One characteristic of nociceptors is that they are activated by capsaicin, a pungent chemical present in hot peppers (Bevan & Szolcsanyi, 1990; Szallasi & Blumberg, 1999). Moreover, this activation is specific to the nociceptors, long-lasting and, in mammals, results in a sensation of burning pain (Simone et al., 1987; Park et al., 1995). As capsaicin is not endogenous to mammals it presumably mimics the actions of an endogenous ligand or another physiological stimulus (Dray, 1995; Tominaga et al., 1998). Studies using 3H-labelled resiniferatoxin (RTX), another plant-derived noxious vanilloid, and the competitive antagonist capsazepine have demonstrated that nociceptors express a specific capsaicin-binding site, referred to as the vanilloid receptor (Bevan et al., 1992; Rinder et al., 1996; Szallasi & Blumberg, 1999). This receptor has subsequently been further characterized using a range of vanilloid ligands including olvanil, PPAHV, isovelleral and ruthenium red (Jung et al., 1998; Szallasi & Blumberg, 1999). The vanilloid receptor acts as a ligand-gated ion channel, allowing Na2+ and Ca2+ influx into the sensory neurones (Bevan & Szolcsanyi, 1990).

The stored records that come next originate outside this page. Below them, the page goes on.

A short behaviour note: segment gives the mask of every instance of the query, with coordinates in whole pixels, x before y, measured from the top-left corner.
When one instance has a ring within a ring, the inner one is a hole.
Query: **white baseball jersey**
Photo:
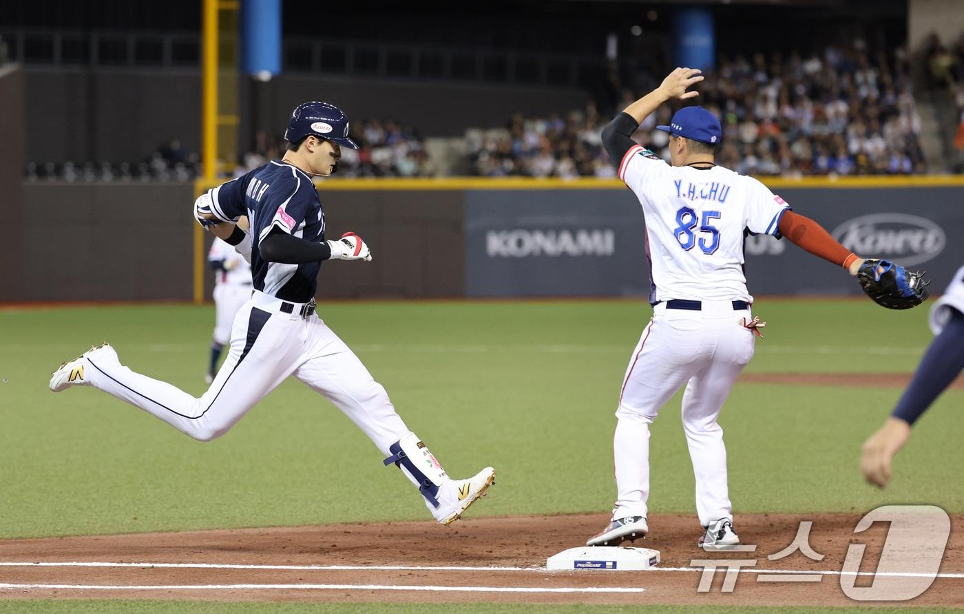
[[[234,247],[215,237],[207,253],[208,262],[224,262],[223,271],[215,271],[215,283],[221,285],[244,285],[251,291],[251,264],[238,254]]]
[[[940,334],[944,326],[951,318],[951,309],[954,308],[964,313],[964,266],[957,269],[944,296],[930,307],[930,330],[934,334]]]
[[[672,167],[641,146],[619,177],[646,216],[650,303],[671,299],[752,303],[743,275],[744,230],[780,236],[790,206],[766,186],[720,166]]]

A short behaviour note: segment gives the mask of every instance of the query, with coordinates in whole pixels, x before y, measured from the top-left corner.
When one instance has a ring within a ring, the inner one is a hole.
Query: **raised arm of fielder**
[[[659,105],[669,100],[686,100],[698,95],[698,93],[686,92],[690,86],[703,81],[698,68],[677,68],[663,79],[662,84],[653,92],[626,107],[602,129],[602,146],[609,159],[619,168],[627,152],[636,145],[631,135],[639,128]],[[693,154],[686,158],[687,163],[712,163],[710,153]],[[864,258],[851,254],[849,250],[838,243],[823,227],[817,222],[798,213],[788,210],[781,218],[780,234],[801,249],[829,260],[846,269],[850,275],[857,275],[857,270],[864,263]]]

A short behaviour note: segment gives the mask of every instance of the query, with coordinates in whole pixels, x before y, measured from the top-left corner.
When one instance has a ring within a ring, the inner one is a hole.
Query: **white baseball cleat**
[[[469,506],[485,496],[489,487],[495,483],[495,469],[487,467],[468,480],[446,480],[439,487],[439,507],[432,516],[444,525],[462,518]]]
[[[586,546],[619,546],[626,540],[646,537],[650,527],[642,516],[613,519],[604,529],[586,540]]]
[[[108,343],[93,346],[72,360],[61,362],[61,365],[50,376],[50,390],[60,392],[71,386],[91,386],[90,373],[91,363],[87,360],[89,357],[103,356],[107,353],[113,355],[117,360],[118,354]]]
[[[703,537],[700,538],[700,547],[705,550],[727,550],[738,545],[739,538],[733,530],[733,521],[728,518],[704,527]]]

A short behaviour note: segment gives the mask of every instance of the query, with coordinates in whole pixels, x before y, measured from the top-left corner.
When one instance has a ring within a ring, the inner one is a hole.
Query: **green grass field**
[[[604,511],[613,498],[613,411],[649,307],[633,301],[335,303],[326,321],[388,388],[453,475],[484,465],[497,488],[473,515]],[[752,372],[910,372],[926,310],[869,302],[762,301],[769,326]],[[295,381],[233,431],[195,441],[91,388],[53,394],[49,372],[109,340],[131,368],[199,393],[210,307],[0,312],[0,537],[426,519],[420,497],[332,405]],[[737,385],[721,422],[736,511],[867,510],[917,502],[964,511],[962,393],[942,397],[881,493],[860,443],[899,395]],[[654,512],[689,513],[693,478],[679,398],[654,425]],[[346,492],[345,485],[349,487]]]
[[[353,302],[322,305],[319,311],[450,474],[485,465],[498,469],[496,488],[470,516],[611,507],[613,412],[648,306]],[[906,373],[931,339],[925,309],[763,300],[756,312],[768,326],[748,372]],[[94,389],[47,389],[62,360],[108,340],[131,368],[200,394],[212,325],[211,307],[0,311],[0,538],[429,519],[397,469],[384,467],[348,419],[298,382],[286,382],[210,443]],[[948,488],[959,484],[960,463],[948,460],[960,456],[961,391],[945,394],[919,423],[886,492],[860,477],[860,444],[899,393],[737,384],[721,418],[735,512],[862,512],[886,503],[964,512],[964,493]],[[653,431],[651,510],[692,514],[679,396]],[[0,612],[103,611],[111,603],[0,601]],[[237,607],[120,603],[119,611]],[[311,611],[329,610],[313,605]]]

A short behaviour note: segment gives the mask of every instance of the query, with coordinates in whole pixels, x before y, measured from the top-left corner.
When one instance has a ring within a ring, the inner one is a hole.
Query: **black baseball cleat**
[[[733,530],[733,521],[723,518],[710,526],[703,527],[703,537],[700,538],[700,547],[705,550],[729,550],[739,546],[739,538]]]
[[[619,546],[624,541],[645,538],[650,532],[642,516],[613,519],[602,532],[586,540],[586,546]]]

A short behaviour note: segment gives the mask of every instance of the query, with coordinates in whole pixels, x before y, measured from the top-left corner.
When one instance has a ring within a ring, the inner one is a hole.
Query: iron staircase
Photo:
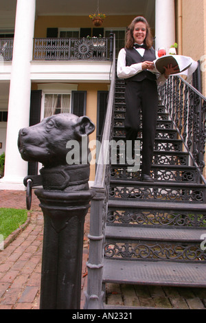
[[[124,81],[116,79],[113,139],[124,140]],[[141,132],[139,135],[141,141]],[[103,283],[206,287],[206,190],[159,101],[153,183],[112,164]]]

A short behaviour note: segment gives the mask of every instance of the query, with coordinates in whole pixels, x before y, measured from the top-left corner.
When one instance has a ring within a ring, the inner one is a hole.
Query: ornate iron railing
[[[203,175],[206,138],[206,98],[181,76],[168,78],[159,94],[174,126],[198,170],[198,182],[206,185]]]
[[[113,57],[112,78],[105,118],[102,146],[95,173],[94,185],[91,189],[95,197],[91,201],[90,232],[88,236],[89,256],[87,263],[88,282],[84,309],[103,308],[102,281],[104,259],[105,225],[107,214],[108,198],[110,183],[111,150],[106,144],[112,138],[114,94],[115,85],[115,38],[113,36]]]
[[[34,60],[106,60],[108,41],[104,37],[34,38]]]
[[[14,38],[0,38],[0,60],[12,60]]]

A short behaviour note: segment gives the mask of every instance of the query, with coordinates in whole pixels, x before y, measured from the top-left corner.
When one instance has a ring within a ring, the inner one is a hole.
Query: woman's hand
[[[178,71],[179,71],[179,66],[175,65],[174,67],[172,67],[172,64],[168,64],[168,67],[166,67],[164,66],[164,68],[165,69],[165,71],[164,72],[165,77],[168,78],[170,74],[174,74]]]
[[[141,63],[142,69],[153,69],[154,68],[154,63],[146,60]]]

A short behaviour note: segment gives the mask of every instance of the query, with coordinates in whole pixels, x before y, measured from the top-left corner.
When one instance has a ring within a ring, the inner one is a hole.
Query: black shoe
[[[153,179],[152,179],[152,177],[150,177],[150,175],[147,175],[146,174],[142,174],[141,175],[140,180],[141,181],[150,181],[150,182],[154,181]]]

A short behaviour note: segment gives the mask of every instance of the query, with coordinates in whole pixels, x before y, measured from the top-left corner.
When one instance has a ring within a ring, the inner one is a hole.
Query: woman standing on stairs
[[[126,140],[132,141],[133,149],[139,130],[140,109],[142,110],[141,180],[144,181],[153,181],[150,170],[157,118],[157,84],[164,84],[176,67],[168,66],[164,74],[157,78],[152,73],[152,62],[157,58],[152,42],[148,23],[142,16],[136,17],[127,31],[126,46],[119,53],[117,70],[117,76],[126,79]]]

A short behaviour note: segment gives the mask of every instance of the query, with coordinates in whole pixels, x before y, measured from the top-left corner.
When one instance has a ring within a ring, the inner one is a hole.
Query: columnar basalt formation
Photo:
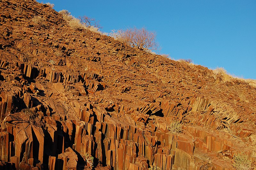
[[[0,169],[227,170],[241,153],[256,168],[255,87],[74,31],[46,4],[0,7]]]

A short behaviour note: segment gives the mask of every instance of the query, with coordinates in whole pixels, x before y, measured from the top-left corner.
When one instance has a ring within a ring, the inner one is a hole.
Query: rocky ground
[[[35,1],[0,9],[0,169],[232,169],[239,154],[256,169],[256,87]]]

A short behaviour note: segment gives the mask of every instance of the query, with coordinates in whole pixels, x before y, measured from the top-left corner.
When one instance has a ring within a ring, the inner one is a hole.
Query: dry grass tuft
[[[161,54],[161,56],[164,57],[165,57],[165,58],[167,58],[169,59],[171,59],[171,57],[170,56],[169,56],[169,54]]]
[[[171,123],[167,129],[171,133],[173,134],[181,133],[183,130],[181,127],[181,125],[180,122],[174,120]]]
[[[245,79],[242,79],[242,80],[248,83],[250,86],[256,87],[256,80]]]
[[[233,166],[237,170],[250,170],[251,161],[247,155],[239,153],[233,157]]]
[[[222,80],[226,82],[230,81],[232,77],[228,74],[227,71],[223,67],[217,67],[212,71],[214,73],[213,77],[216,79],[217,76],[220,76]]]
[[[45,4],[49,6],[50,6],[50,7],[52,8],[53,8],[53,7],[54,7],[54,4],[51,4],[49,2],[47,2],[45,3]]]
[[[68,22],[68,24],[71,28],[75,30],[82,31],[85,28],[84,26],[80,22],[80,20],[75,18]]]
[[[108,34],[108,35],[114,38],[115,40],[119,40],[122,41],[122,34],[123,32],[123,31],[122,30],[113,29],[111,30],[111,32]]]
[[[46,26],[46,23],[44,18],[40,16],[35,16],[31,19],[31,20],[32,21],[40,26],[43,27]]]

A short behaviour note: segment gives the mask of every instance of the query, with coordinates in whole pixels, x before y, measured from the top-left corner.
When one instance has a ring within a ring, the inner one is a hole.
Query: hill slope
[[[0,166],[231,169],[242,153],[254,167],[255,87],[74,31],[45,4],[0,7]]]

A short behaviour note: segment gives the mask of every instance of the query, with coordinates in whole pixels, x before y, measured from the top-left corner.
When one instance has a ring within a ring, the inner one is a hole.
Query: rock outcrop
[[[46,4],[0,8],[0,169],[228,170],[240,153],[256,168],[255,87],[74,31]]]

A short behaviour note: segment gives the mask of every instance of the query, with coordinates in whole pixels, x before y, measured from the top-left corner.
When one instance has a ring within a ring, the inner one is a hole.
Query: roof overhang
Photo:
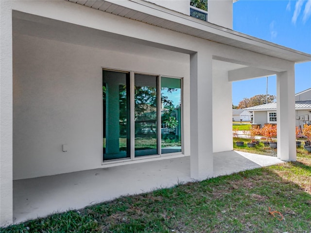
[[[217,43],[300,63],[311,54],[274,44],[141,0],[66,0]]]

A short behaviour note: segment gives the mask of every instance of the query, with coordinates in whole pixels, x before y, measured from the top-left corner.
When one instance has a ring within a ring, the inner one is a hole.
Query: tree
[[[207,11],[207,0],[191,0],[190,5]]]
[[[236,105],[234,105],[232,103],[232,109],[237,109],[238,108],[238,106]]]
[[[268,95],[268,102],[266,101],[266,95],[257,95],[250,98],[243,98],[238,105],[238,109],[242,109],[249,108],[254,106],[260,105],[265,103],[273,102],[276,97],[273,95]]]

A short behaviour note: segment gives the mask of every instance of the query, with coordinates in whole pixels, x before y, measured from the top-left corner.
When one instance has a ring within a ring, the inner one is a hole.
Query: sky
[[[239,0],[233,4],[233,30],[311,53],[311,0]],[[268,94],[276,95],[276,76]],[[295,93],[311,88],[311,62],[295,65]],[[266,93],[266,78],[232,83],[232,101]]]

More recently a major breakthrough in the study of vanilloid receptor pharmacology occurred when the rat vanilloid receptor (rVR1) was cloned from the dorsal root ganglion (DRG) (Caterina et al., 1997). rVR1 consists of 838 amino acids, with six putative transmembrane domains, and is most closely related to the transient receptor potential channel family (Caterina et al., 1997; Tominaga et al., 1998). The molecular mass (95 kDa) of rVR1, and its distribution are consistent with that of the native vanilloid receptor (Caterina et al., 1997; Tominaga et al., 1998). Furthermore, when expressed in Xenopus oocytes (Caterina et al., 1997) or HEK293 cells (Tominaga et al., 1998) rVR1 acts as a non-selective cation channel, with similar electrophysiological properties to the native vanilloid-gated ion channel. Indeed, rVR1 was not only activated by capsaicin, but also by noxious heat and low pH (Caterina et al., 1997; Tominaga et al., 1998). Furthermore, the capsaicin-induced response was enhanced at pH 6.3 (Caterina 1997; Tominaga et al., 1998). Taken collectively these data confirm the important integratory role vVR1 plays for multiple pain-producing stimuli (Tominaga et al., 1998; Kress & Zeilhofer, 1999). However, there were some discrepancies between the pharmacology of rVR1 and the native receptor, most notably the low relative potency of RTX compared to capsaicin at rVR1 (Szallasi & Blumberg 1999). Moreover, as both studies of rVR1 only used a very limited range of vanilloid ligands (Caterina et al., 1997; Tominaga et al., 1998), they did not address the issue of potential receptor subtypes raised by the various different agonist-dependent responses reported in native tissues (Kress & Zeilhof, 1999; Szallasi & Blumberg 1999).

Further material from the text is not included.